Billets d'humeur‎ > ‎

Comment "sortir le nez du guidon" ?

publié le 5 sept. 2011 à 02:17 par Armelle balaschanel   [ mis à jour : 5 sept. 2011 à 03:26 ]

C'est la rentrée. Nous voilà reposés, pleins de belles perspectives pour l'année à venir. Déjà le rythme s'accélère. Bientôt, nous allons nous retrouver "le nez dans le guidon", malgré toutes les promesses que nous nous sommes faites de garder du temps pour réfléchir à sa pratique et prendre de la distance.
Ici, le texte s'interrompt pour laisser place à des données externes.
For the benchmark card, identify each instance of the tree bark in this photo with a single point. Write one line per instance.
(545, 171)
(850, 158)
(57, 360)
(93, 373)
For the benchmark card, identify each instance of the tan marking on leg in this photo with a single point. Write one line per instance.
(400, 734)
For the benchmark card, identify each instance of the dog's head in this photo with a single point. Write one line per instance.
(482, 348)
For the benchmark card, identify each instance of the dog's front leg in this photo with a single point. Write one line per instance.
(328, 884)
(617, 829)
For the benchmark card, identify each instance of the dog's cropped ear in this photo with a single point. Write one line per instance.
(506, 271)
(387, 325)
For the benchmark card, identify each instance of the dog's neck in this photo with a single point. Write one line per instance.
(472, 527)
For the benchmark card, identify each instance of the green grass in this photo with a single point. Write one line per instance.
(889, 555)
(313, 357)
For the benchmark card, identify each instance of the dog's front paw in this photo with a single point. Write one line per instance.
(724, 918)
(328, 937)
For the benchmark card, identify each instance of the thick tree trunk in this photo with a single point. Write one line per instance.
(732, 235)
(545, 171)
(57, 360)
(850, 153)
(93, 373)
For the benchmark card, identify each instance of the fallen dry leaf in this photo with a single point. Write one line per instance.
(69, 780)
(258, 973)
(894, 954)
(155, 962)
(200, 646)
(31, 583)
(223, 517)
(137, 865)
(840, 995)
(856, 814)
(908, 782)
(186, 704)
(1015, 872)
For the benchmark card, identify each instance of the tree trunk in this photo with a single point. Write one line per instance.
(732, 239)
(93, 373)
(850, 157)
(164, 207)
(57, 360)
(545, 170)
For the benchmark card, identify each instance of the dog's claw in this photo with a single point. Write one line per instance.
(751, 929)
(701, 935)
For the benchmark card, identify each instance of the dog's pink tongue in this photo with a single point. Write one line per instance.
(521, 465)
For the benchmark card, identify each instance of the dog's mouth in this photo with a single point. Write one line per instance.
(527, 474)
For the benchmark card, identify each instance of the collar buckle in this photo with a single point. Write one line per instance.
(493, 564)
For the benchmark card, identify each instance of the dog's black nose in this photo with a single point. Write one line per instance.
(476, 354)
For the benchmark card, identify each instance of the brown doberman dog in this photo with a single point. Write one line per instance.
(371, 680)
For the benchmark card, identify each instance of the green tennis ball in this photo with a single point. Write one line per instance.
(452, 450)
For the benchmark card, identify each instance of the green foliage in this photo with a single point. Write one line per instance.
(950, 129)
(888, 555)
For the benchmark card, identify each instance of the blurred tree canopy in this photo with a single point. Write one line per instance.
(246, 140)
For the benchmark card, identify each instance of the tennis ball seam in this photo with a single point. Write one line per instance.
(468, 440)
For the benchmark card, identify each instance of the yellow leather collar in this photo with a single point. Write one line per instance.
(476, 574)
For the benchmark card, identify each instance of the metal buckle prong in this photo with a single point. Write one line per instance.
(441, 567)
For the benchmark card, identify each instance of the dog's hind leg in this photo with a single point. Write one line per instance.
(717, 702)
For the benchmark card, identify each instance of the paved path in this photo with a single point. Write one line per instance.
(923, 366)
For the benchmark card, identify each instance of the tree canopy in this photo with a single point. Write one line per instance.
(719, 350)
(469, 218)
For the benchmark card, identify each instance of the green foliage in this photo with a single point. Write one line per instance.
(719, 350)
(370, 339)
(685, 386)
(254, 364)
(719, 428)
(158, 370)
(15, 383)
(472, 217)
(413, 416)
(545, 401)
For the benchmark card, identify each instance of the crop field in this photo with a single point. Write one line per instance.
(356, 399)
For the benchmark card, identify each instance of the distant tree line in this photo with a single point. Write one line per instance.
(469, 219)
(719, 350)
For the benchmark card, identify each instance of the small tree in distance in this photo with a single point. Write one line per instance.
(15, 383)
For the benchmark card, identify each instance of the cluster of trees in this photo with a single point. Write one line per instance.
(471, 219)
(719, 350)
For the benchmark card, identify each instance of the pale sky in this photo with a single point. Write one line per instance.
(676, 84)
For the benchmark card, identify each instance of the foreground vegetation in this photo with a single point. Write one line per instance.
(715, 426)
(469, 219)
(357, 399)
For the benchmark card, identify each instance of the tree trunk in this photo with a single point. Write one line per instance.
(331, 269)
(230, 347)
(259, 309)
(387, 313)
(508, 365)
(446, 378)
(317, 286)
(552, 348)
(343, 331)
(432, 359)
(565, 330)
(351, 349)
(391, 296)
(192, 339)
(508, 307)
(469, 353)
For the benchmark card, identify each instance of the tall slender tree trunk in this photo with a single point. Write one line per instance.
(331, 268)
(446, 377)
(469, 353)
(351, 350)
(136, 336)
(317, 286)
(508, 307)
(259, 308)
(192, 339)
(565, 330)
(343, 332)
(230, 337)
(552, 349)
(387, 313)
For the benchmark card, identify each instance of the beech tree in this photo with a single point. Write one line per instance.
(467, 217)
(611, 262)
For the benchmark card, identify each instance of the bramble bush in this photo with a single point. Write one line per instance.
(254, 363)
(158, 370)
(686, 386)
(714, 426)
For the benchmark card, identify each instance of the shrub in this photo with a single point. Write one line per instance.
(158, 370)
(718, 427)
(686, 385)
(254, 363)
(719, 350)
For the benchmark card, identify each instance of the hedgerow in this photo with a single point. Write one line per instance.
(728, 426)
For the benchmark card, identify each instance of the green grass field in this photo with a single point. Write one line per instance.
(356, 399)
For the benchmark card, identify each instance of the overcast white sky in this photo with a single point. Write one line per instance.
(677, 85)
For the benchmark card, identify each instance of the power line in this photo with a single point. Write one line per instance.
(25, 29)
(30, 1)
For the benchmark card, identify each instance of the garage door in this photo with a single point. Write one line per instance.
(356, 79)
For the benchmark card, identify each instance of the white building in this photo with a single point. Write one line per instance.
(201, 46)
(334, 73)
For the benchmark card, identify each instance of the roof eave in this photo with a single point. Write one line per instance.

Comment tenir ces promesses ?
Se donner rendez-vous à soi-même. Noter formellement dans son agenda des temps consacrés officiellement à cette prise de recul, avec une couleur qui se voit bien ... et ne pas les effacer à la première alerte. Tenir bon face à soi et aux autres. Ces rendez-vous avec soi-même seraient-ils moins importants que les rendez-vous avec des collègues ou avec des partenaires ?
S'inscrire dans un groupe de pairs qui se réunit régulièrement. La rencontre avec autrui, quand elle concerne son activité professionnelle et vise à échanger des pratiques ou des pistes de réflexion, peut contribuer à cette oxygénation qui donne l'agréable sentiment de "surplomber" de temps en temps son activité et de ne pas rester en apnée pendant 10 ou 11 mois de brasse coulée.
Participer à des groupes d'analyse de pratiques. Il s'agit là de s'approprier son expérience en partageant des situations concrètes avec des pairs, par une description détaillée et une analyse collective. Sources de compréhension de soi et des événements, ces temps d'analyse de pratiques professionnelles sont un excellent moyen d'apprendre de ses propres expériences et de celles des autres. Se poser régulièrement la question : Quoi qu'il m'arrive, qu'est-ce que cela m'apprend ?" et y répondre.
Programmer des séances de supervision individuelles, avec un(e) professionnel(le). Si l'analyse de pratiques avec des pairs est toujours riche du fait des approches singulières et subjectives de chacun, il est quelque fois bon d'être soi avec soi, par la médiation d'un superviseur qui aide à s'informer des fondements de sa pratique : qu'est-ce qui me guide, me freine ou me porte ? Qu'est-ce qui est vraiment important pour moi, dans mon activité quotidienne ? quel sens je donne à mon activité professionnelle ? Au service de quoi ai-je envie de travailler de telle ou telle manière ?
Quelle que soit le moyen qu'on se donne, l'important est cette posture réflexive, où le regard se tourne vers soi, lâchant un peu "l'agir" et adopter un mode "réfléchir sur sa pratique".

Bonne reprise et bonne "année 2011-2012".